问题
I am trying to check if a number is in NumPy array of int8
s. I tried this, but it does not work.
from numba import njit
import numpy as np
@njit
def c(b):
return 9 in b
a = np.array((9, 10, 11), 'int8')
print(c(a))
The error I get is
Invalid use of Function(<built-in function contains>) with argument(s) of type(s): (array(int8, 1d, C), Literal[int](9))
* parameterized
In definition 0:
All templates rejected with literals.
In definition 1:
All templates rejected without literals.
In definition 2:
All templates rejected with literals.
In definition 3:
All templates rejected without literals.
In definition 4:
All templates rejected with literals.
In definition 5:
All templates rejected without literals.
This error is usually caused by passing an argument of a type that is unsupported by the named function.
[1] During: typing of intrinsic-call at .\emptyList.py (6)
How can I fix this while still maintaining performance?
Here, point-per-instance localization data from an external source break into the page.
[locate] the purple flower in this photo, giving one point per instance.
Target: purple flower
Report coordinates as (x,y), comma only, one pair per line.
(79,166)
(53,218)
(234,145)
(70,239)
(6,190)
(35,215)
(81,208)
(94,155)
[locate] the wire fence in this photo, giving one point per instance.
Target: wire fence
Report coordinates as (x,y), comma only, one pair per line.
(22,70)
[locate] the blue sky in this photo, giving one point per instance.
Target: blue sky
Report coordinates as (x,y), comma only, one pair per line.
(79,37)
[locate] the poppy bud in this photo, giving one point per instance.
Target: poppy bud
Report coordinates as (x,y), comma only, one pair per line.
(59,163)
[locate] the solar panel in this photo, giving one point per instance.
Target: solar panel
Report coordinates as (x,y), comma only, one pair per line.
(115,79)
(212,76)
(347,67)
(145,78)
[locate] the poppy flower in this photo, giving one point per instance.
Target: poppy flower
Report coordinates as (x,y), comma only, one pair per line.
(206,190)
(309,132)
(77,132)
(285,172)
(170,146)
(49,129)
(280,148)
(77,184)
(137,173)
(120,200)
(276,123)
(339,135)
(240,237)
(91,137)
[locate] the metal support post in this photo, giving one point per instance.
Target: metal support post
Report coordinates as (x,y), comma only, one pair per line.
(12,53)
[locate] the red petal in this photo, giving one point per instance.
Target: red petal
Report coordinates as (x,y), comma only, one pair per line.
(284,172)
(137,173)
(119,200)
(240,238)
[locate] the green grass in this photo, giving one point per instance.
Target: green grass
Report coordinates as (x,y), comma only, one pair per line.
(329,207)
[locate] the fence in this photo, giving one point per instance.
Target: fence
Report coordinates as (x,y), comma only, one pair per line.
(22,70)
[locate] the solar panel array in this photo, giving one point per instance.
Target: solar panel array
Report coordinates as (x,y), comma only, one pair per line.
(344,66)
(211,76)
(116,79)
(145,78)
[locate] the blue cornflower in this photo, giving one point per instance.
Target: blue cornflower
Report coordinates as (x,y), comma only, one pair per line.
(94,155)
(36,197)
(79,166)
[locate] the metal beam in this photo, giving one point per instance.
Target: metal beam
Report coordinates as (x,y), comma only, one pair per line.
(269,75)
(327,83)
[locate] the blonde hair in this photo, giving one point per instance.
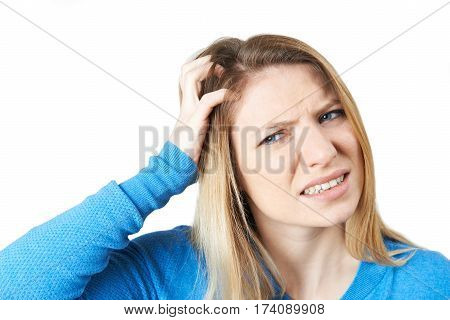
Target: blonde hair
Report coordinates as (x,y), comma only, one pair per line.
(224,232)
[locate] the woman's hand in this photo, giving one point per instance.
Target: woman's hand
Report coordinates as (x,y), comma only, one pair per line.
(192,124)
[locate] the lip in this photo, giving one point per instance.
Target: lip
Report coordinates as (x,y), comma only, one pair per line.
(321,180)
(332,193)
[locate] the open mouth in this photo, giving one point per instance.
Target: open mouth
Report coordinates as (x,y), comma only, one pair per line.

The arrays will be checked for two values, 1 and -1, and are 32 items long. They are not sorted.
回答1:
Checking if two values are in an array
For checking only if two values occur in an array I would recommend a simple brute force algorithm.
Code
import numba as nb
import numpy as np
@nb.njit(fastmath=True)
def isin(b):
for i in range(b.shape[0]):
res=False
if (b[i]==-1):
res=True
if (b[i]==1):
res=True
return res
#Parallelized call to isin if the data is an array of shape (n,m)
@nb.njit(fastmath=True,parallel=True)
def isin_arr(b):
res=np.empty(b.shape[0],dtype=nb.boolean)
for i in nb.prange(b.shape[0]):
res[i]=isin(b[i,:])
return res
Performance
#Create some data (320MB)
A=(np.random.randn(10000000,32)-0.5)*5
A=A.astype(np.int8)
res=isin_arr(A) 11ms per call
So with this method I get a throughput of about 29GB/s which isn't far away from memory bandwith. You can also try to reduce the Testdatasize so that it will fit in L3-cache to avoid the memory-bandwith limit. With 3.2 MB Testdata I get a throuput of 100 GB/s (far beyond my the memory bandwith), which is a clear indicator that this implementation is memory bandwidth limited.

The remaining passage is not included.